Age effect: The present study revealed that the incidence rate of female breast cancer was the highest among the age group of 45–70 years, consistent with global observations (5). In this investigation, the peak age effect for female breast cancer incidence occurred in the 45–49-year-old group. Luan et al. (6) assessed the age-period-cohort effects on female breast cancer incidence in Hong Kong, Shanghai, and White and Black populations in Los Angeles. Although the age effect also peaked in the 45–49-year-old group in Shanghai, distinct patterns were observed in the other three populations. These diverse age effect patterns across various populations might be attributable to the potential differences in the prevalence of tumor-related genes (7).
Ding et al. (8) discovered a rapid increase in breast cancer mortality rates from the 20–24 age group to the 45–49 age group, followed by a slower rate of increase. Wang et al. (9) noted that the age effects of breast cancer mortality plateaued in the 55–59 age group and then gradually declined in Japan and Korea, while the age effect consistently increased with age in Singapore. In the present study, a small peak in the female breast cancer mortality rates was observed within the 50–54 age group. Further investigation is necessary to determine the reasons for the elevated risk in this particular age group.
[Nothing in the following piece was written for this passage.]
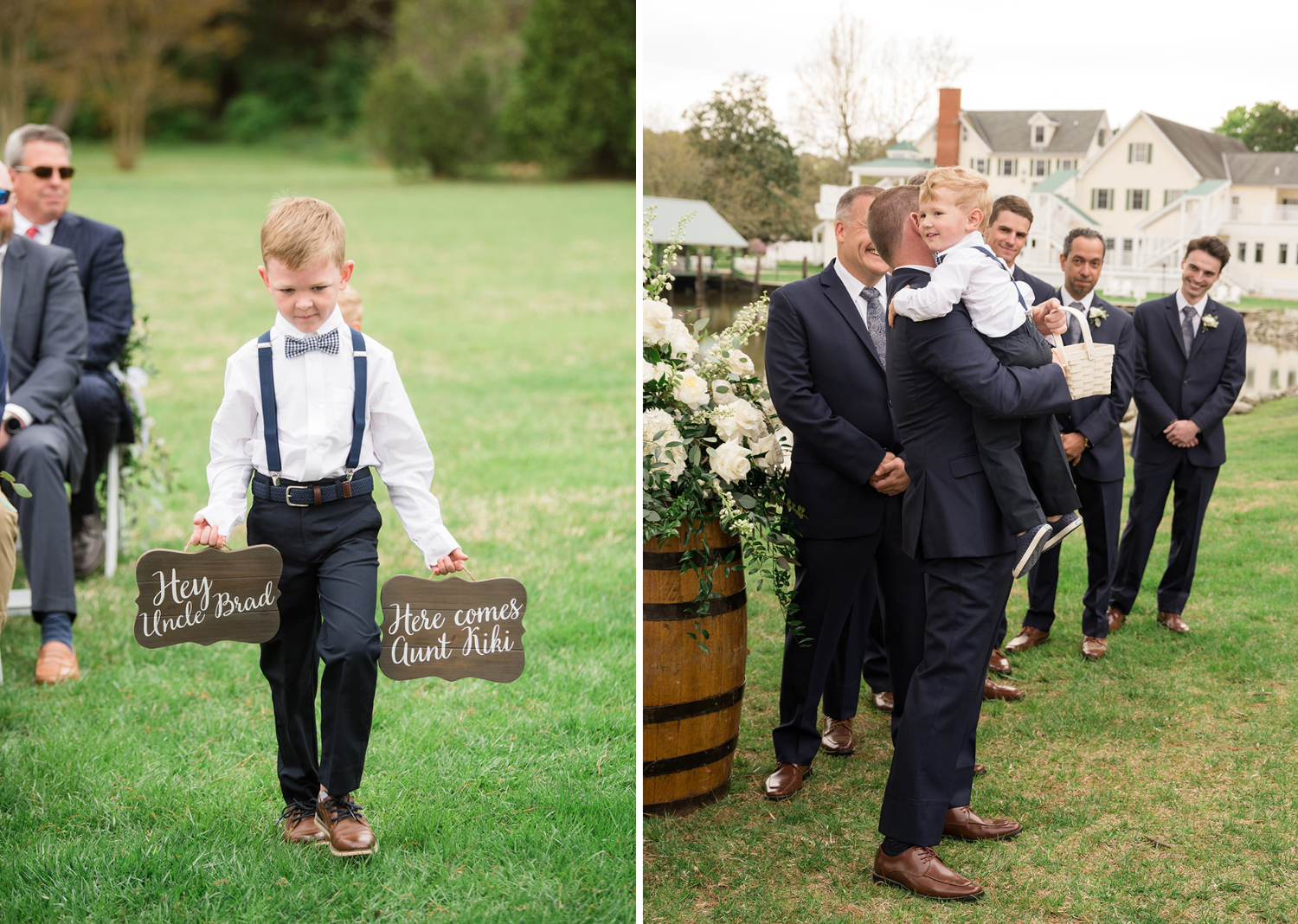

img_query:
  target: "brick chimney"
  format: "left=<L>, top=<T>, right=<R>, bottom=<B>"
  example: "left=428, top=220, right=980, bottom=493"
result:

Period effect: Our study identified increasing period effects in female breast cancer incidence and mortality rates from 2003 to 2017, aligning with findings from previous research (8-10). This observation suggests that socioeconomic transformations and modernized lifestyle changes may constitute the primary factors contributing to the rise in breast cancer incidence and mortality in China.
Screening strategies are crucial influencing factors for incidence and mortality trends in breast cancer. Krishnamoorthy et al. (11) conducted an analysis of worldwide breast cancer incidence rate trends across various regions. Their findings indicated that the Americas had the highest breast cancer incidence, but it was the one region in which the incidence rate had been declining. Likewise, the period effect in the Americas displayed a decreasing trend. These findings suggest that the breast cancer screening programs in the Americas have reached a saturation point, and their health benefits have become evident. However, due to the limited coverage of screening programs in China, the period effect has not yet been reversed. Drawing on the experiences of the Americas, it can be predicted that the period effect and the ASIR for breast cancer will continue to rise for an extended period in China.
Cohort effect: Our research identified a decreasing cohort effect in incidence and mortality rates for female breast cancer, consistent with findings from previous studies (6,8–10). This decline in cohort effect suggests that older birth cohorts face a higher risk of developing female breast cancer than younger cohorts. The possible reasons for this reduction may include healthier living habits and enhanced health awareness among younger generations, along with improvements in public health policies and clinical diagnosis and treatment options in recent years.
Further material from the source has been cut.